Song by Baby Keem and Kendrick Lamar

from the album The Melodic Blue
- Released: September 10, 2021
- Recorded: 2020–2021
- Genre: Hip-hop
- Length: 5:17
- Label: Columbia; pgLang;
- Songwriters: Hykeem Carter, Jr.; Kendrick Duckworth; Jahaan Sweet; Ruchaun Akers, Jr.; Dylan Cleary-Krell; Riccardo Polo; Eric Sloan; Samuel Gloade;
- Producers: Baby Keem; 30 Roc; Scott Bridgeway; Dez Wright; Ricky Polo; Sloane; Jahaan Sweet;

= Range Brothers =

2021 song by Baby Keem and Kendrick Lamar

"Range Brothers" (stylized in all lowercase) is a song by American rappers Baby Keem and Kendrick Lamar. The song was released on September 10, 2021 by Columbia Records and pgLang as the fourth track off of the former's debut album, The Melodic Blue. "Range Brothers" made the Billboard Hot 100 and Hot R&B/Hip Hop songs charts among others. The third portion of the song's chorus by Lamar was leaked before the album's release and became a viral internet meme.

== Background ==
On September 8, 2021, two days before its official release, parts of the song were leaked.
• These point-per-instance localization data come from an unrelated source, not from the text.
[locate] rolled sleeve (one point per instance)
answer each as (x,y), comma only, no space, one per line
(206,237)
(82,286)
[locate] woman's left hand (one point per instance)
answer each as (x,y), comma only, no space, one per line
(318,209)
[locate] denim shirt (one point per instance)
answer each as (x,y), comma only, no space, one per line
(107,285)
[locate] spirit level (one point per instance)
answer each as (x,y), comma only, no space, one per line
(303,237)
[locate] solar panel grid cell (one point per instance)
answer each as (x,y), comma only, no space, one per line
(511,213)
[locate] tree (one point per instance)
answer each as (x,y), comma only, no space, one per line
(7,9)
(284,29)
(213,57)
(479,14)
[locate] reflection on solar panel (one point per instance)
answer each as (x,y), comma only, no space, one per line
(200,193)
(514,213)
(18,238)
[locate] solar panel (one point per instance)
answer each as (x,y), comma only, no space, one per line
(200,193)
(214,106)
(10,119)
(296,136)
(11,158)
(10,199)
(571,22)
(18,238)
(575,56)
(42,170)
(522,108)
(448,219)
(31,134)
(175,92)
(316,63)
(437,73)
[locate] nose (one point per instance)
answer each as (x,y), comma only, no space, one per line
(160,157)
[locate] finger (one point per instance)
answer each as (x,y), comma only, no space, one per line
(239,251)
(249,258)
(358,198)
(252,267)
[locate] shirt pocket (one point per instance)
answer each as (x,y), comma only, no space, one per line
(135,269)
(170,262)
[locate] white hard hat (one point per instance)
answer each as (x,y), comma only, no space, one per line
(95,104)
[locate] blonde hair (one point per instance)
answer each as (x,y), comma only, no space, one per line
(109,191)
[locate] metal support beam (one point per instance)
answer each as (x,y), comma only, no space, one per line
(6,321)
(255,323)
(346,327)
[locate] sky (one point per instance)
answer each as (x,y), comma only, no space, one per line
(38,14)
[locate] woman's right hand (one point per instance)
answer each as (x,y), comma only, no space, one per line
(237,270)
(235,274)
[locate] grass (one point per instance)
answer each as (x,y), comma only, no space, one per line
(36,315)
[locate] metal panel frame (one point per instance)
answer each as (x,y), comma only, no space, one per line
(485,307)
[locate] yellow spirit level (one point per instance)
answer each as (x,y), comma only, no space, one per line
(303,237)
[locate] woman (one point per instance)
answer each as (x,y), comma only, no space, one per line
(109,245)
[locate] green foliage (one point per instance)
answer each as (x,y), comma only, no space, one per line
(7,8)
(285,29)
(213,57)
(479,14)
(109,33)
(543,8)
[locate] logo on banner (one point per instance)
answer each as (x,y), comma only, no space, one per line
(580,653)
Baby Keem and his cousin, Kendrick Lamar, address a variety of themes, including the financial prosperity that comes with fame, their difficult upbringings, sexual prowess, and betrayal.
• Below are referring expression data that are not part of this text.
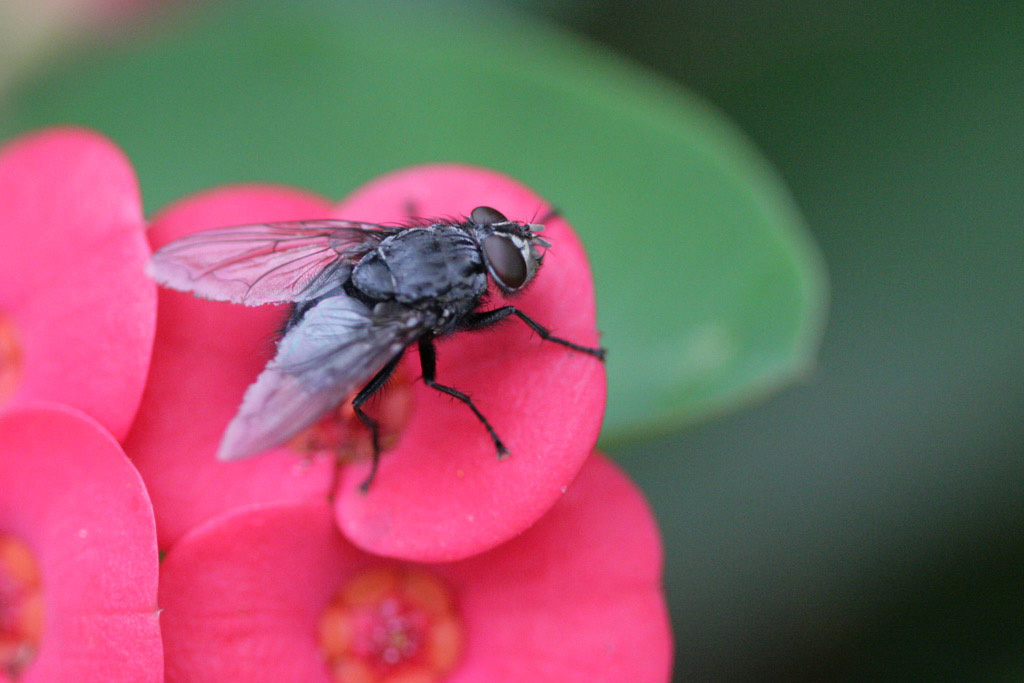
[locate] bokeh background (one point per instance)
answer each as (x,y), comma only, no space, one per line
(839,501)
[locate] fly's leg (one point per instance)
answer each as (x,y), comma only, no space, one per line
(366,393)
(485,318)
(428,360)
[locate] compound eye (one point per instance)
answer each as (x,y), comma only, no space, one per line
(507,262)
(484,215)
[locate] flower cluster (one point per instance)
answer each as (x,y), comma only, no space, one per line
(454,566)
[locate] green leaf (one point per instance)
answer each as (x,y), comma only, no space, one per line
(710,292)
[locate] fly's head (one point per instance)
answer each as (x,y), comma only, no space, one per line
(510,248)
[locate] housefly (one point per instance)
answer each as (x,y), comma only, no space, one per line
(360,294)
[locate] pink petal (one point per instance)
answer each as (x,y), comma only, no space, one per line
(72,273)
(205,355)
(70,493)
(577,597)
(579,594)
(242,595)
(441,494)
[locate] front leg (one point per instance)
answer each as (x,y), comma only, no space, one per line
(485,318)
(428,360)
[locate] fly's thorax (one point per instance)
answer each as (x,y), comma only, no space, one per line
(432,265)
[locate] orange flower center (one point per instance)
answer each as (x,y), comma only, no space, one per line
(20,606)
(10,358)
(342,433)
(391,625)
== Composition and lyrics ==
The fourth track off of Baby Keem's debut album, "Range Brothers" sees Keem reunite with his cousin Kendrick Lamar. The two real-life cousins sing about their difficult beginnings, how they were fortunate to be in the position they are in today, and the costs of fame. At one point, Lamar warns Keem about fame, saying "Every day, the hate restored and the faith get short." Keem responds with: "Fuck that, let me get some too!"

"Range Brothers" is divided into three parts, each lasting around 1.5 minutes. Changes in beats, cadences, and styles represent shifts in the song's sections. A New York Times review commented that "Punchy drums feel offbeat with pauses punctuated by Keem's staccato delivery, and intertwined vocal and string samples construct a grandiose stage."
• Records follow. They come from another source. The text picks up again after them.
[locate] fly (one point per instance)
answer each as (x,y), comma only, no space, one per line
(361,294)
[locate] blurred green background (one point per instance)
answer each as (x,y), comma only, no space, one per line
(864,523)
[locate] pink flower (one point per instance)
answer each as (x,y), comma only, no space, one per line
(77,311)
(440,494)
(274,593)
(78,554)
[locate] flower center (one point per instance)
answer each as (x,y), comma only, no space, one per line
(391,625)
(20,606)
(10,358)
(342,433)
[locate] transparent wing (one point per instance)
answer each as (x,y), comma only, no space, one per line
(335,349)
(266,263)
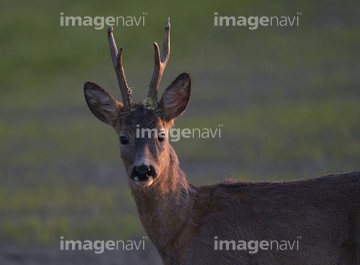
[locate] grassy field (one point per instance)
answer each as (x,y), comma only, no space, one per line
(287,97)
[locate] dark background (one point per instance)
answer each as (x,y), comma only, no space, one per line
(288,99)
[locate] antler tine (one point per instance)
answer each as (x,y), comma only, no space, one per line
(116,57)
(160,63)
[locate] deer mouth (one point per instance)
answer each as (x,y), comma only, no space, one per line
(143,175)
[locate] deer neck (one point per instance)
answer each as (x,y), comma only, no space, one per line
(165,208)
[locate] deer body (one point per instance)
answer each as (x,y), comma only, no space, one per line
(187,224)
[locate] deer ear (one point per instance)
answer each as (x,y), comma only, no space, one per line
(103,105)
(176,97)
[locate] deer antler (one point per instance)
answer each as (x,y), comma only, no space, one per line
(119,70)
(160,63)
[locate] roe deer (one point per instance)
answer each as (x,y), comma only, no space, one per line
(315,221)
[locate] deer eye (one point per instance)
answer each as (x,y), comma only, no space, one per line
(161,137)
(124,140)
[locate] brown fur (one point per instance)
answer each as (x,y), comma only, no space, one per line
(184,221)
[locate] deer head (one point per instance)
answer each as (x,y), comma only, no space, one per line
(147,156)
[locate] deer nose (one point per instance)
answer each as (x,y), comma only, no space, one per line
(142,172)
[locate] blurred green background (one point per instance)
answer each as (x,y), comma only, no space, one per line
(288,99)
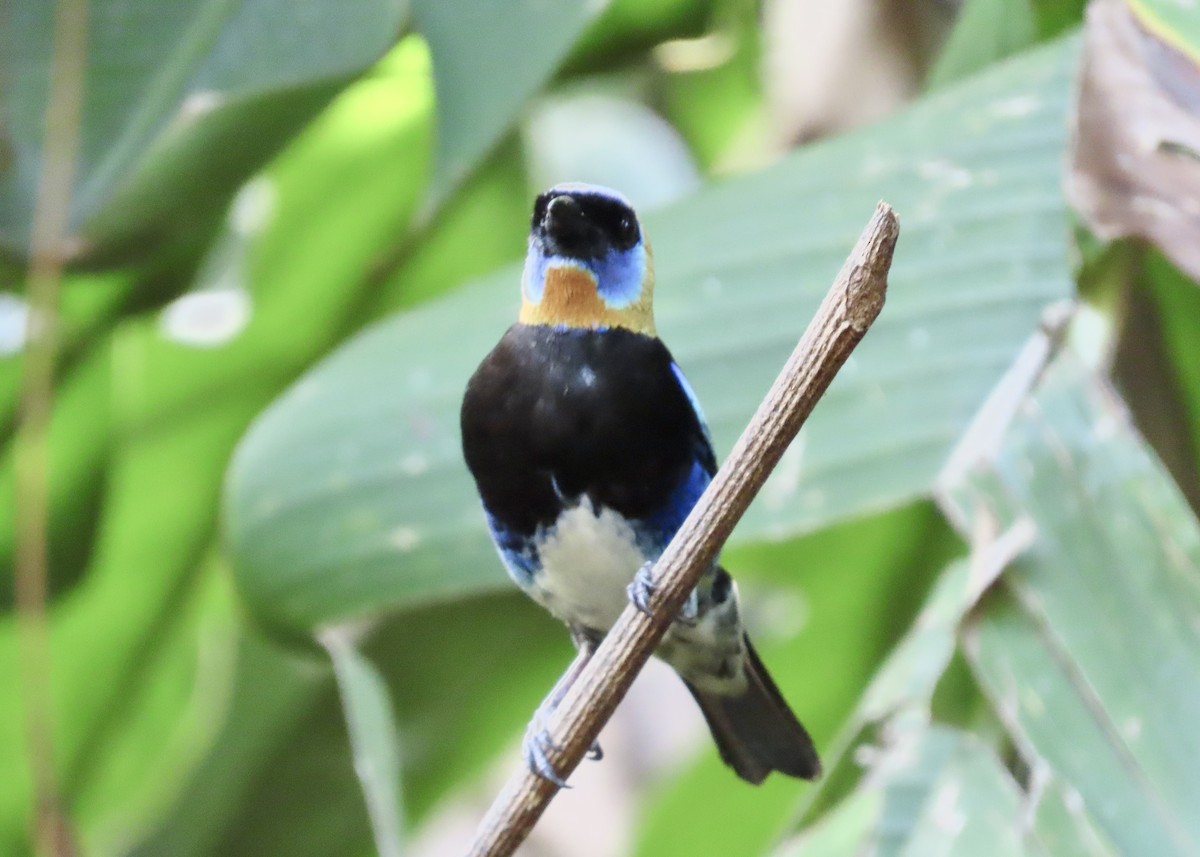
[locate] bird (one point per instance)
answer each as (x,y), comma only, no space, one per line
(588,449)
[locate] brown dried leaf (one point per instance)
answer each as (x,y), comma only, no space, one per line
(1135,150)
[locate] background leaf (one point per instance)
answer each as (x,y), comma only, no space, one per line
(1090,652)
(184,111)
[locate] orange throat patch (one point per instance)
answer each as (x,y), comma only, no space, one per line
(570,298)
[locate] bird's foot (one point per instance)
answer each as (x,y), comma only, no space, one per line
(538,744)
(642,588)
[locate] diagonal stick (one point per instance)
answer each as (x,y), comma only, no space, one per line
(849,309)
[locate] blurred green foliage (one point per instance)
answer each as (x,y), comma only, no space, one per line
(280,211)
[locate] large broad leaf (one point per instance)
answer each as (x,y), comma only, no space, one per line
(489,59)
(349,495)
(181,102)
(1091,652)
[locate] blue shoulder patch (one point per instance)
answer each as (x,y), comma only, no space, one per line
(657,531)
(517,552)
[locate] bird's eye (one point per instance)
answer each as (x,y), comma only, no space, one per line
(627,231)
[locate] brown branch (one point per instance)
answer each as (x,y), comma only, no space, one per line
(47,250)
(843,318)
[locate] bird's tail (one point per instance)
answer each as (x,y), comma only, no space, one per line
(756,732)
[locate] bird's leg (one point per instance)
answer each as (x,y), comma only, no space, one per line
(538,742)
(642,588)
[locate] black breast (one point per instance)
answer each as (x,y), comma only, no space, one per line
(553,414)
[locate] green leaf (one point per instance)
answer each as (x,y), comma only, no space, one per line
(1171,22)
(462,678)
(373,739)
(985,31)
(349,496)
(1091,649)
(489,59)
(183,102)
(935,791)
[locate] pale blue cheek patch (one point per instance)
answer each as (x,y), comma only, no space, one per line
(533,279)
(619,275)
(517,552)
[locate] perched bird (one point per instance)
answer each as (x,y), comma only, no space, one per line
(588,449)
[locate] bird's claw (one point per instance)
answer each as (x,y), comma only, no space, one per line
(538,744)
(535,749)
(642,588)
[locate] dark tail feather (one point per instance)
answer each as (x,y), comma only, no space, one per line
(756,732)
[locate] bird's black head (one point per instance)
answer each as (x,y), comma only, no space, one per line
(583,222)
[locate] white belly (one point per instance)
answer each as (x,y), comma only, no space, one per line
(587,563)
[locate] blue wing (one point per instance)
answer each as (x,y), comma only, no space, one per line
(658,529)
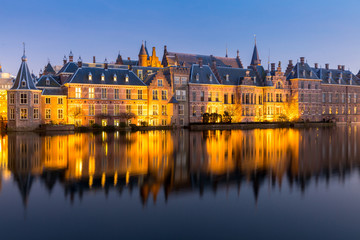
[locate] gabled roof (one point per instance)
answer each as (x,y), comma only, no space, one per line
(69,67)
(23,79)
(204,73)
(336,76)
(82,76)
(52,81)
(302,70)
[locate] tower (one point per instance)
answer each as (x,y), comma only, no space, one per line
(23,101)
(143,56)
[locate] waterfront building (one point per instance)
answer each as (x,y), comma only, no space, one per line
(180,90)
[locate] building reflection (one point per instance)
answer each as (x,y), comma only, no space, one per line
(177,162)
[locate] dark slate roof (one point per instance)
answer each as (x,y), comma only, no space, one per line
(82,74)
(255,60)
(187,60)
(52,81)
(49,69)
(69,67)
(204,75)
(54,91)
(332,76)
(24,75)
(142,50)
(302,70)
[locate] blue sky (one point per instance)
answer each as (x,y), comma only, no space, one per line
(323,31)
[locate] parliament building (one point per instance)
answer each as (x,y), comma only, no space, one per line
(179,90)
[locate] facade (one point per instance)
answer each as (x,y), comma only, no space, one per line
(180,90)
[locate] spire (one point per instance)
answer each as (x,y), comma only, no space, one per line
(255,60)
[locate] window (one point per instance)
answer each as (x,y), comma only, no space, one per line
(91,109)
(176,80)
(36,98)
(12,98)
(155,110)
(77,92)
(91,93)
(23,98)
(181,109)
(140,112)
(36,113)
(163,94)
(155,96)
(12,114)
(202,96)
(104,109)
(103,93)
(47,113)
(116,109)
(163,110)
(60,114)
(128,93)
(128,108)
(23,113)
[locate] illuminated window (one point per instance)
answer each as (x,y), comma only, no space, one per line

A controversial part of the song is Lamar's repetitive verse at the end of the track, where he raps, "Let's get this shit/ Let's get this shit/ Let's get this shit, Let's." He then repeatedly rhymes, "Top o' the morning/ Top o' the morning/ Top o' the morning/ Top o' the morning/ Top o' the morning/ Top o' the morning." Keem appeared to respond to the controversy in a tweet, saying "me and dot [Kendrick] created four new languages bro. rap was boring. so we start making new languages."

==Reception==
The song was polarizing to audiences, featuring strong orchestral synths, but received generally favorable critic reviews, and was considered by some among the most complex and ambitious of all the tracks on The Melodic Blue. Kendrick Lamar's participation was noted by one critic as "bizarre and unconventional for a rapper of his status", but also potentially "innovating toward something new". His use of ad libs and repetitions of the phrases "Let's get this shit" and "top of the mornin became viral online and sparked internet memes. Vulture called the song Kendrick's first main new attraction in years, saying "Range Brothers finds Lamar trading bars with Keem about all the money and girls he doesn't know what to do with, along with contributing some playful vocals in the song."

==Charts==

Chart performance for "Range Brothers"
| Chart (2021) | Peak position |
|---|---|
| Canada Hot 100 (Billboard) | 61 |
| Global 200 (Billboard) | 73 |
| US Hot Rap Songs (Billboard) | 20 |
| US Billboard Hot 100 | 53 |
| US Hot R&B/Hip-Hop Songs (Billboard) | 23 |

==Certifications==

Certifications for "Range Brothers"
| Region | Certification | Certified units/sales |
| United States (RIAA) | Gold | 500,000^{‡} |
^{‡} Sales+streaming figures based on certification alone.